5:58 pm on Jul 3, 2014 (gmt 0)

WebmasterWorld Senior Member 5+ Year Member



I've got an RSS feed that only needs updating maybe every six months, tops. Thing is, some readers insist on hitting the file every four hours, 24/7. And last weekend, one started hitting it approx. every 10 minutes:

00:28:52
00:39:21
00:49:52
01:00:21
01:10:52
01:21:21
01:31:52
01:42:22
01:52:52
02:03:21
02:13:52
02:24:23
02:34:52
02:45:22
02:55:52
03:06:22
03:16:53
03:27:22
03:37:52
03:48:21
03:58:52
04:09:22
04:19:52
04:30:22
04:40:52
04:51:22
05:01:52
05:12:22

That UA was:

Mozilla/5.0 (Windows NT 6.1; WOW64) AppleWebKit/537.36 (KHTML, like Gecko) Chrome/35.0.1916.153 Safari/537.36

But most abusers are:

Apple-PubSub/65.23

Along the way I added limiting directives with some effect --

<ttl>
<skipHours>
<skipDays>

-- but too many completely ignore them. So I've taken to 403'ing the worst abusers by Host/IP. And the most abusive one, above, I finally dropped via iptables.
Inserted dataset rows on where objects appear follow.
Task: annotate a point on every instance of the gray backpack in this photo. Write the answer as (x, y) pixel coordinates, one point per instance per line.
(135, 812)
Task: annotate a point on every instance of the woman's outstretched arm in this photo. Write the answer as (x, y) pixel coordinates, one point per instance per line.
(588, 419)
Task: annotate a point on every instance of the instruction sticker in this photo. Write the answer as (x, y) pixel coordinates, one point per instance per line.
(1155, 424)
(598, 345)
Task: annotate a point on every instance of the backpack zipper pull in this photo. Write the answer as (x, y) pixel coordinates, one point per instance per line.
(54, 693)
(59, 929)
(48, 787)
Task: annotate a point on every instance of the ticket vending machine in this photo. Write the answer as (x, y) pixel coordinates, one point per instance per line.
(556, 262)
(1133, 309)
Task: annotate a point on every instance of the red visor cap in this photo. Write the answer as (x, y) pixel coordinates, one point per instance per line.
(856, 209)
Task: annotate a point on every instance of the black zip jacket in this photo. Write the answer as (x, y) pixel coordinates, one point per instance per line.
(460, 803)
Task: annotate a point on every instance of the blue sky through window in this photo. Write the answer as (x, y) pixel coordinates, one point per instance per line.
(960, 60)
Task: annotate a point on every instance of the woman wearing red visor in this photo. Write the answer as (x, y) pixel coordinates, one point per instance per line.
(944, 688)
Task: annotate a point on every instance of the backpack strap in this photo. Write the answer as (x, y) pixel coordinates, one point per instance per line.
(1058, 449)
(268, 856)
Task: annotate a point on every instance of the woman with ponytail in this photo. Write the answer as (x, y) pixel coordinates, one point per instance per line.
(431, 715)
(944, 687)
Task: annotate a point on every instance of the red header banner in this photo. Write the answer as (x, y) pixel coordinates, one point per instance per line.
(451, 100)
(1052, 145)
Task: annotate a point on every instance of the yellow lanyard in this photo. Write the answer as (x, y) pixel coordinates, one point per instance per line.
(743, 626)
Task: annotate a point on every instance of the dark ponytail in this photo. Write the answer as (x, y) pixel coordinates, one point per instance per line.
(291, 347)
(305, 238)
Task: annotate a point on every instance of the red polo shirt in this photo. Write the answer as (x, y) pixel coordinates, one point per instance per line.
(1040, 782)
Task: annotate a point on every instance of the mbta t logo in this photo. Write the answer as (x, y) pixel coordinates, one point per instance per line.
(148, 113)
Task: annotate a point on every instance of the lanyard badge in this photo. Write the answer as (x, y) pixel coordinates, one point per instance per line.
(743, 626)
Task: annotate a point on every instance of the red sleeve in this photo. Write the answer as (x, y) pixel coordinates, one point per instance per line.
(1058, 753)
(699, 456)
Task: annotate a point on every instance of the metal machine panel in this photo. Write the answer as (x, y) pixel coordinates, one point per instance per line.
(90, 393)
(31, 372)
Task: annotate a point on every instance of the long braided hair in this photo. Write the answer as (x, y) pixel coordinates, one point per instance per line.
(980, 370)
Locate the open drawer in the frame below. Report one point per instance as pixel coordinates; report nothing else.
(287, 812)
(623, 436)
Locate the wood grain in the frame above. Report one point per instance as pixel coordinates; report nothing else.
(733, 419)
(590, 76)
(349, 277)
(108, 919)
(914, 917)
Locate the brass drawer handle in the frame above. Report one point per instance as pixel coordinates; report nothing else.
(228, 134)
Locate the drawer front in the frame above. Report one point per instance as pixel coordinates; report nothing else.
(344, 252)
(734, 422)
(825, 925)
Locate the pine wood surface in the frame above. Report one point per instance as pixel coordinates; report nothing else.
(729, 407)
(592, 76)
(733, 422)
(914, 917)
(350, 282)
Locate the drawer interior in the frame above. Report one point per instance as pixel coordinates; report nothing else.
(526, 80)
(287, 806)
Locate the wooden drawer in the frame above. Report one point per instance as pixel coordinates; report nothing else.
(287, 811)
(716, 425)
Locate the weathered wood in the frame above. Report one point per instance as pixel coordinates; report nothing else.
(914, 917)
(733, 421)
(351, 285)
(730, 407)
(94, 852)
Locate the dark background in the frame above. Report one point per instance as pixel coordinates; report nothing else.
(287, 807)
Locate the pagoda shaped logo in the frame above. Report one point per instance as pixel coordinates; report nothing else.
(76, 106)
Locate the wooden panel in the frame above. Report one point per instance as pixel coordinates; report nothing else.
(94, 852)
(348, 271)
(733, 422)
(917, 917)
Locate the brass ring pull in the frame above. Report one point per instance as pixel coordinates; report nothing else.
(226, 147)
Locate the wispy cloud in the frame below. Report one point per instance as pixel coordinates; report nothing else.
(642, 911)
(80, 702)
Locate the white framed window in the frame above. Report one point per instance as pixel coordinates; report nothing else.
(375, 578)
I realize complaining about too many RSS hits is atypical because everyone wants the hits and stats. But what started as a convenience for infrequent visitors now just wastes resources.

Thoughts?
6:30 pm on Jul 3, 2014 (gmt 0)



I wouldnt deny traffic through iptables because you never know what users you are blocking in the future.
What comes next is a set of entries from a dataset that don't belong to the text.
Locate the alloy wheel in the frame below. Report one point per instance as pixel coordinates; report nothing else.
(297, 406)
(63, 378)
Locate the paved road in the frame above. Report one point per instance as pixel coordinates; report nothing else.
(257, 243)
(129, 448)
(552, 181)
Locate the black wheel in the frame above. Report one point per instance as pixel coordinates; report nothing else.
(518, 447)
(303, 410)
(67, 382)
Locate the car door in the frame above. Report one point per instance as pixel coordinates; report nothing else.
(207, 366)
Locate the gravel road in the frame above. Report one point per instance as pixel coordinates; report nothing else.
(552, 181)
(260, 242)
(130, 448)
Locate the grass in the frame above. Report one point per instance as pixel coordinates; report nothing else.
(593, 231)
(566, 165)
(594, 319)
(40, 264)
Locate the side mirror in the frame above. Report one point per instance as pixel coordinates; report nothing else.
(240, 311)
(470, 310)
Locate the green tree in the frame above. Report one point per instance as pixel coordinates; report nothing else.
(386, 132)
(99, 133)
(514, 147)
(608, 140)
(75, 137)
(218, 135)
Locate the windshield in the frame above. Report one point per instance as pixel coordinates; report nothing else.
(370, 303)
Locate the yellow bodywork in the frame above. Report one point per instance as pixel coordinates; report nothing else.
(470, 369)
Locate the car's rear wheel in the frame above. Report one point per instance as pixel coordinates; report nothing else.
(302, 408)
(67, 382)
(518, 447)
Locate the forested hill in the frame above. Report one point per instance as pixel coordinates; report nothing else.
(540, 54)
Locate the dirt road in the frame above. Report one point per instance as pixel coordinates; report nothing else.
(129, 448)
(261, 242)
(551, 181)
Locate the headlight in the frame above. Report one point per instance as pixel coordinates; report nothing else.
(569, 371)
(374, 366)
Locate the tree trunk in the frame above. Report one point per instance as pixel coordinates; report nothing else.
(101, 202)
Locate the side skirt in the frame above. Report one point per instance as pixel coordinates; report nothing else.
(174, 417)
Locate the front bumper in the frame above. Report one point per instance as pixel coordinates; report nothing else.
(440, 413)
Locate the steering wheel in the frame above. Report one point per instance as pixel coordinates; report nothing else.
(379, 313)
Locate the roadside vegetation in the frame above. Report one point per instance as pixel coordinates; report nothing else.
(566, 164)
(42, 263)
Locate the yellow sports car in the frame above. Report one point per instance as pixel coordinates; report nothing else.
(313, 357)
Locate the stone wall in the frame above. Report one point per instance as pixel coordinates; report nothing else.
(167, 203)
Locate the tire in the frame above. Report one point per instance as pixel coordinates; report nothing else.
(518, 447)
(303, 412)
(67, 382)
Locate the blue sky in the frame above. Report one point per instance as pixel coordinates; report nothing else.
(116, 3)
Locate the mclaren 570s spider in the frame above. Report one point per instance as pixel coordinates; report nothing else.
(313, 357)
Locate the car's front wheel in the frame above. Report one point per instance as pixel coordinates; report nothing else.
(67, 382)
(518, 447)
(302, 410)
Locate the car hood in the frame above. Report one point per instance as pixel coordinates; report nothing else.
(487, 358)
Why not monitor the traffic generated by the RSS feed? If it is too low just stop serving the RSS feed and serve a 404. Or you could move the RSS feed to a low budget VPS and serving a 301 redirect on the current RSS feed.
7:03 pm on Jul 3, 2014 (gmt 0)

WebmasterWorld Senior Member 5+ Year Member



- I reserve iptables for cesspool server farm CIDRs and the worst-of-the-worst individual IPs. Hitting a very infrequently-updated file every 10 minutes ad nauseam qualifies as the latter vis-a-vis our small, private server.
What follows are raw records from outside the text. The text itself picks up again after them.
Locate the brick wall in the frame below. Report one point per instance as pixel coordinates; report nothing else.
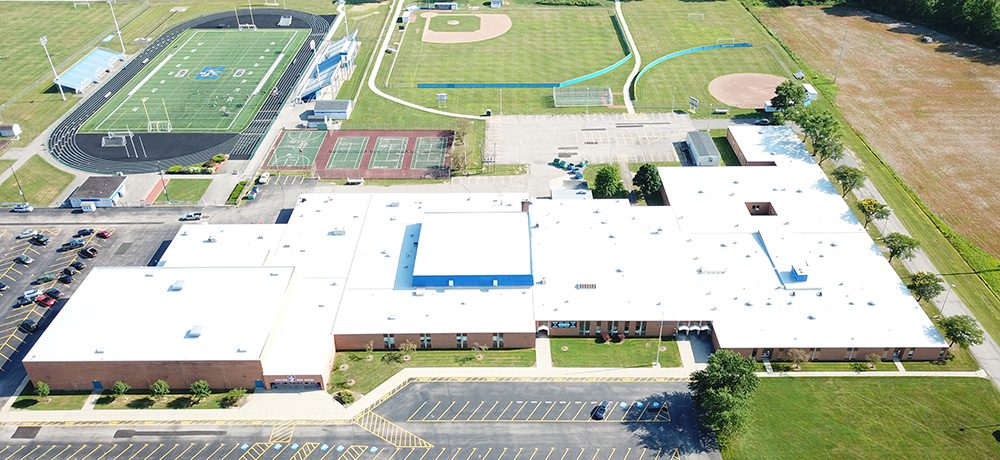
(140, 374)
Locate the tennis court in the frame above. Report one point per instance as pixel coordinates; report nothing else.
(429, 152)
(347, 153)
(388, 153)
(297, 149)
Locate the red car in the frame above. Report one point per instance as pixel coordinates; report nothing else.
(45, 300)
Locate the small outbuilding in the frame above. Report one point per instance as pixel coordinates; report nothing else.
(100, 191)
(702, 148)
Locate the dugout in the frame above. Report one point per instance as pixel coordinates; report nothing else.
(102, 191)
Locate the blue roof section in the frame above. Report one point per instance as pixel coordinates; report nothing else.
(86, 70)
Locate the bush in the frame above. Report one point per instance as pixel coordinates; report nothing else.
(345, 396)
(232, 397)
(159, 388)
(120, 388)
(42, 389)
(569, 2)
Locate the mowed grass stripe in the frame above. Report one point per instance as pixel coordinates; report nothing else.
(197, 105)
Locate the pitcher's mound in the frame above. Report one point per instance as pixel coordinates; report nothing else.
(745, 90)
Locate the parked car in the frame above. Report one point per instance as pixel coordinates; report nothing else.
(28, 325)
(600, 411)
(45, 300)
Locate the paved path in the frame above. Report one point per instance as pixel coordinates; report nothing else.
(988, 354)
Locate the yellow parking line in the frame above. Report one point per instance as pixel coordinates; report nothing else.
(432, 410)
(460, 410)
(414, 414)
(445, 411)
(505, 410)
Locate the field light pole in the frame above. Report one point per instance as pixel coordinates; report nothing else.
(111, 3)
(45, 41)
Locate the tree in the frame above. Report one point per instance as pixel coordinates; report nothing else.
(873, 209)
(159, 388)
(647, 180)
(925, 285)
(849, 178)
(200, 389)
(900, 246)
(608, 183)
(962, 330)
(828, 148)
(42, 389)
(797, 356)
(873, 360)
(722, 391)
(120, 388)
(788, 94)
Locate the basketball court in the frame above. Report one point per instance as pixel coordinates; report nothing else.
(347, 153)
(297, 149)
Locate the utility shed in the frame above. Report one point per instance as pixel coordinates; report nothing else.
(702, 148)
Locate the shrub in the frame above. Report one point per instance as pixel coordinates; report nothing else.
(345, 396)
(159, 388)
(42, 389)
(232, 397)
(120, 388)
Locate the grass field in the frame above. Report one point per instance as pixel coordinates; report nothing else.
(865, 418)
(369, 374)
(184, 190)
(206, 81)
(633, 352)
(42, 183)
(691, 74)
(933, 133)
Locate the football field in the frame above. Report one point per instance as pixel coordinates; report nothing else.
(206, 81)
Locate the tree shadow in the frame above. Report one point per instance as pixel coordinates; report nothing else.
(141, 403)
(683, 431)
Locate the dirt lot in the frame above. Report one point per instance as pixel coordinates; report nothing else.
(930, 110)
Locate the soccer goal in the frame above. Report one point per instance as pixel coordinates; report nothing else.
(159, 127)
(582, 97)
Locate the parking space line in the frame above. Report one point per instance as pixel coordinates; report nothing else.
(432, 410)
(445, 411)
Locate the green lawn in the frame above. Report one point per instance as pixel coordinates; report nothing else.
(664, 26)
(42, 183)
(445, 23)
(865, 418)
(184, 190)
(181, 400)
(56, 400)
(633, 352)
(369, 374)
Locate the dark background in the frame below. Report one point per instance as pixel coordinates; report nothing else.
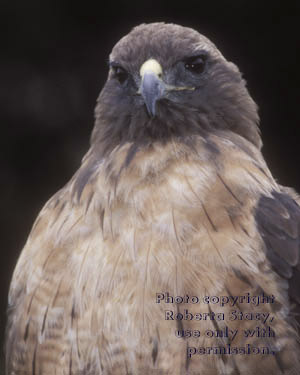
(53, 65)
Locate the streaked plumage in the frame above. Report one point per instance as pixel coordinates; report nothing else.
(173, 196)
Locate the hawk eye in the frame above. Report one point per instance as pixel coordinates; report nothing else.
(120, 73)
(195, 64)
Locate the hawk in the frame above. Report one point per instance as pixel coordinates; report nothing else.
(172, 250)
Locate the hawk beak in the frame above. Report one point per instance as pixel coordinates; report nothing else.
(152, 87)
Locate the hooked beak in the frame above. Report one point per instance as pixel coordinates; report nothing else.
(152, 87)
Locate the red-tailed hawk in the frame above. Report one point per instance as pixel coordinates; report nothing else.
(172, 250)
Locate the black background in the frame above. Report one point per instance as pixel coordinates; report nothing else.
(53, 65)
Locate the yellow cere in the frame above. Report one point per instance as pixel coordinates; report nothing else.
(151, 65)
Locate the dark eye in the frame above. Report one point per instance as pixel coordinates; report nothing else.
(195, 64)
(120, 73)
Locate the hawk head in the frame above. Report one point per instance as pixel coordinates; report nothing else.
(168, 81)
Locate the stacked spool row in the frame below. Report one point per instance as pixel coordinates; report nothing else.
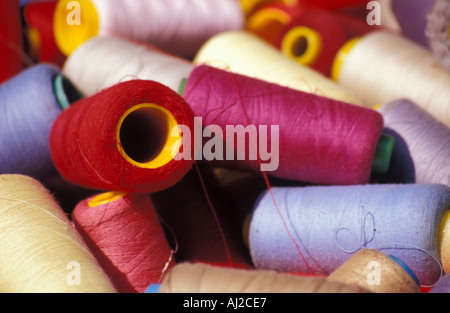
(97, 117)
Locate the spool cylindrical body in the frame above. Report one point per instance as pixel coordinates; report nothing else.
(200, 278)
(29, 105)
(114, 140)
(244, 53)
(319, 140)
(42, 252)
(124, 234)
(330, 224)
(11, 49)
(422, 144)
(102, 62)
(395, 67)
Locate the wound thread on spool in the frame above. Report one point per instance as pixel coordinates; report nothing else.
(10, 40)
(132, 147)
(332, 223)
(244, 53)
(202, 278)
(422, 144)
(394, 68)
(179, 27)
(124, 234)
(320, 140)
(438, 32)
(102, 62)
(377, 272)
(315, 37)
(42, 252)
(29, 103)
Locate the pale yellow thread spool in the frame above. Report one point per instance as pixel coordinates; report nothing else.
(244, 53)
(376, 272)
(41, 250)
(201, 278)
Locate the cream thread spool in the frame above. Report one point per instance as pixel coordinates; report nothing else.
(376, 272)
(381, 67)
(244, 53)
(202, 278)
(42, 251)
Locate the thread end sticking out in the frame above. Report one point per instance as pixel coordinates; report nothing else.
(383, 154)
(66, 93)
(302, 44)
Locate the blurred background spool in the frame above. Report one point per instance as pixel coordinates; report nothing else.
(102, 62)
(121, 138)
(41, 249)
(201, 278)
(412, 18)
(38, 20)
(29, 103)
(201, 221)
(422, 145)
(330, 224)
(442, 286)
(179, 27)
(124, 234)
(11, 48)
(438, 32)
(312, 134)
(394, 67)
(315, 37)
(245, 53)
(269, 19)
(377, 272)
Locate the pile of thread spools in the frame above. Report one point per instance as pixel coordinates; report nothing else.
(225, 146)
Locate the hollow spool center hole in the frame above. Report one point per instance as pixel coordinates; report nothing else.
(143, 134)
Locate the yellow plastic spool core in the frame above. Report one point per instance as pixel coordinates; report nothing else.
(302, 44)
(106, 198)
(144, 136)
(74, 22)
(444, 240)
(341, 57)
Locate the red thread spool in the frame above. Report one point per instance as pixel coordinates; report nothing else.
(40, 34)
(321, 140)
(315, 37)
(202, 221)
(121, 138)
(269, 20)
(10, 39)
(124, 234)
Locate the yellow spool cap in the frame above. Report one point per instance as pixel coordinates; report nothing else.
(106, 198)
(302, 44)
(341, 57)
(144, 136)
(444, 240)
(74, 23)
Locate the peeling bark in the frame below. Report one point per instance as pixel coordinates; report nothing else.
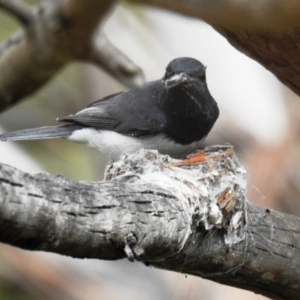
(171, 217)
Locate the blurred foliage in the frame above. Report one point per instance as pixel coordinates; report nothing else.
(10, 291)
(66, 93)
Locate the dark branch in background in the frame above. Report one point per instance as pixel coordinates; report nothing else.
(267, 32)
(60, 32)
(107, 56)
(174, 215)
(19, 10)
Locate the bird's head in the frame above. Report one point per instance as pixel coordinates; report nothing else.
(183, 69)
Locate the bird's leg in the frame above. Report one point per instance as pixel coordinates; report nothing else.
(201, 157)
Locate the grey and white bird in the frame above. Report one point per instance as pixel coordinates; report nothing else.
(172, 115)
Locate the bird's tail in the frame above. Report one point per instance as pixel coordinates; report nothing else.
(48, 132)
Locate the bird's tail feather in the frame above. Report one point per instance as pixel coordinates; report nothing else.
(48, 132)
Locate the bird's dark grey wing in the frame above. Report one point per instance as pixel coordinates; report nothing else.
(134, 112)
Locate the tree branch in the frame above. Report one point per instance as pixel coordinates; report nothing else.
(267, 32)
(107, 56)
(61, 32)
(189, 218)
(19, 10)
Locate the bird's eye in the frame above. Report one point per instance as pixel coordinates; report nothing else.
(202, 77)
(169, 74)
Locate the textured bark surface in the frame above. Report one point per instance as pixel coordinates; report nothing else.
(191, 218)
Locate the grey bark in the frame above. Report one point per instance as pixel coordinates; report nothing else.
(186, 217)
- The traffic to those subscribers that use respectful apps is fine, and appreciated on both sides so there's no need to stop it... but for the abusers.

- Alas, axing or removing or moving the feed doesn't stop the abusive hits that are already going on. And 404s, or 301s, like 403s, only add to server processes and log bloat.

I guess I'm simply hoping for some way to throttle non-conforming apps via the RSS file. Got a magic element, a way to make them mind? Because even an htaccess/mod_rewrite rule limiting access to the file based on time of day doesn't prevent the endless, mindless, useless hits the rest of the time.